APS Opposes FIRST Act
Proposed Legislation Fails Scientific Enterprise
By Tawanda W. Johnson
The American Physical Society (APS) urges members of the House of Representatives to vote against the recently introduced FIRST Act. APS believes the legislation in its current form threatens to do irreparable harm to the nation’s scientific and technology enterprise rather than strengthening it.
The FIRST Act, which aspires to stimulate innovation through scientific research and Science, Technology, Engineering and Mathematics (STEM) education, pales in comparison to its original precursor, the 2007 America COMPETES Act, which the House and Senate passed with overwhelming bipartisan support.
A year ago, the science, business and higher education communities jointly endorsed a set of guidelines for COMPETES reauthorization. Unfortunately, the FIRST Act, as currently written, fails to address many of the key recommendations.
The FIRST Act also calls for crippling cuts to social, behavioral and economic (SBE) research. The products of SBE research provide policymakers with the necessary tools for optimizing the public benefits of scientific discoveries. The outcomes of such research also provide the private sector with insights into human behavior, allowing companies to compete more effectively in the global arena and maximize their profits.

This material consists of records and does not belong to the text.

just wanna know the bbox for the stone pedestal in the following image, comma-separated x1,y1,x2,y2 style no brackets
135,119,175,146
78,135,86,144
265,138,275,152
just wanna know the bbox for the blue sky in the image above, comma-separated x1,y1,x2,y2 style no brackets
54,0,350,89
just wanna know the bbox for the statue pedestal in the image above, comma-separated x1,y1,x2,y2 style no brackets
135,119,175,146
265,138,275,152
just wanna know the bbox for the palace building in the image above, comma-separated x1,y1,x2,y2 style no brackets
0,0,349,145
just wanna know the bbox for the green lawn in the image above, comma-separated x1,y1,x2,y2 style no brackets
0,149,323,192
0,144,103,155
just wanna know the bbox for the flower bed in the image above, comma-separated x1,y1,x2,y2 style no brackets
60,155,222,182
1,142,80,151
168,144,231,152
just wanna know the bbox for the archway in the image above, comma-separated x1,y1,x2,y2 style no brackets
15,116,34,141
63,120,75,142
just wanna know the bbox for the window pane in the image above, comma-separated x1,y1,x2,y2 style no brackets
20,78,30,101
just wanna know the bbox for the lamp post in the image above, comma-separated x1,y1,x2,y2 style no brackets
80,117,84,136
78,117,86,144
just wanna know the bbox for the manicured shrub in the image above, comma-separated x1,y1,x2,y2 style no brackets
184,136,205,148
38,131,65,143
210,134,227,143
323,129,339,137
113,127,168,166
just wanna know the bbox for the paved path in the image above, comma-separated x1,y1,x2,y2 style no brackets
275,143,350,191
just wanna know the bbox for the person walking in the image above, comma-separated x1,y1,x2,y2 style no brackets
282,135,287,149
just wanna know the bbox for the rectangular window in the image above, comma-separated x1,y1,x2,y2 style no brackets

Also, the FIRST Act would reduce the quality of the nation’s scientific output by placing restrictions on citations of scientific papers in grant applications, thereby hampering the peer review process upon which the research enterprise relies. And by making it difficult for the National Science Foundation (NSF) to fund research projects that extend beyond five years, the legislation would deal a blow to NSF’s support of high energy physics, nuclear physics and astronomy, fields in which projects more often than not extend beyond a decade.
Finally, the FIRST Act fails to set funding targets for NSF and the National Institutes of Standards and Technology that even keep pace with inflation. The reduction in scientific capacity would come at a time when our competitors abroad are expanding their science and technology reach. The legislation, in effect, would set our nation on a course of slower economic growth and job creation, and by so doing, it would complicate our debt and deficit problems rather than solve them.
Absent substantial revisions, APS strongly opposes the FIRST Act and urges Congress to do the same.